Réponse au défi du Poney Fringant sur le rapt de Celebrian.
La Reine d'Argent
Elle marchait.
Sur les voies et les routes, sous le ciel et sa voûte, elle marchait.
Et la terre du chemin pensait : « Va, petite Reine d'Argent, je te conduis chez tes parents ».
Elle riait.
Avec ses courtisans, avec ses compagnons, elle riait.
Et les oiseaux du ciel pensaient : « Nous n'avons jamais rien entendu de plus clair que le rire de la Reine d'Argent ».
Elle rêvait.
Elle rêvait à son père, elle rêvait à sa mère, elle rêvait.
Et les arbres du chemin pensaient : « Nous n'avons jamais rien vu de plus gracieux que la Reine d'Argent ».
Elle voyait.
La poussière dorée, les branches agitées, elle voyait.
Et les yeux de la Reine pensaient : « Vois, petite Reine d'Argent, la beauté de la Terre du Milieu est là ».
Elle caressait.
La douce robe blanche et les naseaux discrets, elle caressait.
Et le noble cheval pensait : « Monte, petite Reine d'Argent, laisse-moi te porter chez tes parents ».
Elle montait.
Habile et silencieuse, légère et élégante, elle montait.

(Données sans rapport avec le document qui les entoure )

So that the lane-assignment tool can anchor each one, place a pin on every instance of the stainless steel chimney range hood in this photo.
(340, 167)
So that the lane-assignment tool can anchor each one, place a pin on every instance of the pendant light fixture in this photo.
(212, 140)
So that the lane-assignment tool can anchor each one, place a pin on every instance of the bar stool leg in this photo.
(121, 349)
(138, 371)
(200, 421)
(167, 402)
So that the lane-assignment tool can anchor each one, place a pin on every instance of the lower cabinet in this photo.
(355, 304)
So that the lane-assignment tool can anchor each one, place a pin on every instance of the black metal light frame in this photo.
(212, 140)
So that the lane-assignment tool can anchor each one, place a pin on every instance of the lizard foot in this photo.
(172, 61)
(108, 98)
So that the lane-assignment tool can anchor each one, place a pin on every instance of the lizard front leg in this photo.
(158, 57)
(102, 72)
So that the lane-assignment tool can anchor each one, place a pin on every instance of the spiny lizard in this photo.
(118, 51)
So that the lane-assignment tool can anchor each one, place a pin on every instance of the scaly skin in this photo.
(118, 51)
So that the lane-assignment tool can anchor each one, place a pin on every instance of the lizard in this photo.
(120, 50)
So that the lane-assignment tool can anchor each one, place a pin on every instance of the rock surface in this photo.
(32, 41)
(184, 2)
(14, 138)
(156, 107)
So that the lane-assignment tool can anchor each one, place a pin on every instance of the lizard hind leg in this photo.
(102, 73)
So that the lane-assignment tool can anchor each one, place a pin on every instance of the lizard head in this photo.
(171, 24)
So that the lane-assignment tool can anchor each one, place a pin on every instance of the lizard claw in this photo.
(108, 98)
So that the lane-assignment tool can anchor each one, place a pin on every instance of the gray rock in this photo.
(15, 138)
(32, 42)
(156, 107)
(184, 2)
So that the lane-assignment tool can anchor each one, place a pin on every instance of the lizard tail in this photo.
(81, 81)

Et la terre du chemin pensait : « Je ne sentirai jamais rien de plus doux que le pas de la Reine d'Argent ».
Elle pensait.
À son époux, à ses fils ; à sa fille, à sa famille, elle pensait.
Et les larmes de la Reine roulaient : « Quand les reverrons-nous ? »
Elle souriait.
Insouciante et heureuse, confiante, et non peureuse, elle souriait.
Et les animaux des bois pensaient : « Va ton chemin, petite Reine d'Argent, mais sois prudente si tu veux vivre demain ».
Elle entendit.
Un cri rauque et puissant, un cri dur, menaçant, elle entendit.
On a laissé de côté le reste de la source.